Fin qui nulla di nuovo sotto il sole, sto semplicemente denunciando l’uso strumentale di un tema sociale come molti altri. Il mio sospetto, però, è che nel tema stesso si celi un grande fraintendimento. La vocazione di un territorio, infatti, non si giudica dalle risorse culturali e naturali presenti, o almeno non solo a partire da quelle. Pensate alle vocazioni/chiamate dei profeti: c’è un messaggio, c’è qualcuno che chiama, ma ci sono anche persone che ricevono la chiamata e le circostanze in cui questa avviene. Gli ultimi due elementi, persone e circostanze, sono mutevoli, cosicché la chiamata viene spesso re-interpretata, modificata se non fraintesa o abbandonata. Allo stesso modo, benché sia un’opportunità e una risorsa da tenere in considerazione, il nostro patrimonio artistico non ci lega ad esso in maniera indissolubile. La vocazione non è (solo) nel nostro territorio, ma nelle persone. La prima lega e distrugge, la seconda libera e crea. Gli italiani del secolo scorso, e tanti di adesso, si sono cimentanti in tante sfere che non appartengo alla nostra storia o alle nostre risorse ed hanno ottenuto ottimi risultati. Ad un certo punto, per esempio, abbiamo deciso di fare automobili e le abbiamo fatte in maniera eccellente e competitiva per anni. Ancora, oggi c’è un intero settore italiano di startup e di industria 4.0 che conquista i mercati internazionali. La nostra specificità sta forse nel potenziale creativo delle persone e delle comunità, e investire solo su ciò che è già a nostra disposizione è un rischio.
Vado oltre. Ho l’impressione che sotto lo slogan ‘valorizzazione del patrimonio artistico’ si nasconda un’ottica familista, clientelare, favorevole al mantenimento dello status quo. C’è un discorso di fondi pubblici da indirizzare e di appalti non sempre convincenti che conosciamo bene. In un meccanismo perverso e auto-perpetuantesi, più si proclama la valorizzazione di qualcosa più si crea disvalore. Non è sempre vero che il patrimonio artistico viene tutelato e valorizzato da chi ha la pretesa di farlo. Anzi, dopo un primo tentativo il bene artistico o culturale viene abbandonato, pensando di poterlo gestire come fonte di reddito, anzi di rendita (rendita:nvivo bene oggi col lavoro fatto ieri). Di conseguenza il patrimonio diventa sterile, infecondo, come le persone che lo curano o che sono costrette a curarlo.

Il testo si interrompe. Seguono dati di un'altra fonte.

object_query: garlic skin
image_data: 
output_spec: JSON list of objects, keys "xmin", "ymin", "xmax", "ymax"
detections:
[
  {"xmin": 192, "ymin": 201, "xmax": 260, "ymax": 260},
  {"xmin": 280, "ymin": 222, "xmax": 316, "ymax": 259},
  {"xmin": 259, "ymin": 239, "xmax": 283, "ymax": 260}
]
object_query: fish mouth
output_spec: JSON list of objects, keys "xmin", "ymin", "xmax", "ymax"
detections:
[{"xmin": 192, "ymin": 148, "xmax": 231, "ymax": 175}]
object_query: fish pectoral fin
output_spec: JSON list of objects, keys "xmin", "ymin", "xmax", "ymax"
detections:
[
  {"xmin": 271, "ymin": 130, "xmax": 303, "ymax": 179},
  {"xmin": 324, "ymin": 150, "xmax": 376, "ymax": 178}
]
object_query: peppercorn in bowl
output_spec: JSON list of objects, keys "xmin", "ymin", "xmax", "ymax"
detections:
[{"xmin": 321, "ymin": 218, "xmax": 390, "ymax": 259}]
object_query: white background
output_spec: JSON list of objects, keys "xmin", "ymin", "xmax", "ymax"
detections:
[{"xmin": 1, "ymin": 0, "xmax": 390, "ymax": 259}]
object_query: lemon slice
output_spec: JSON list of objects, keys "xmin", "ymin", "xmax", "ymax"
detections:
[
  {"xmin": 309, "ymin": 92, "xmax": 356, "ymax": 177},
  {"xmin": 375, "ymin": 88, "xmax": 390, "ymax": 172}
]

È sempre triste dover dedicare un paragrafo a delle precisazioni, ma forse non è inutile. Non si sta sostenendo l’abbandono del nostro patrimonio artistico o culturale, né l’omologazione a logiche economiche nord-europee o atlantiche. Né stiamo combattendo una battaglia per il merito e la meritocrazia, due termini terribili che nascondo riduzionsimi, diseguaglianze e soprusi ancora da svelare. E tuttavia permane la convinzione che una critica a questa nuova ideologia sia necessaria, altrimenti rischiamo un risultato doppiamente negativo, e negli investimenti in nuovi settori e nella valorizzazione dei vecchi.
L’economista Giammaria Ortes, come tanti grandi studiosi italiani oramai dimenticato, scriveva nel 1700 che la ricchezza di un popolo è la sua gente. Aveva ed ha ragione, come tutti i grandi del passato che riescono sempre ad essere attuali. Il nostro patrimonio sono in primo luogo le persone e le comunità, e poi i beni naturali e culturali. L’ideologia lasciamola a qualcun altro.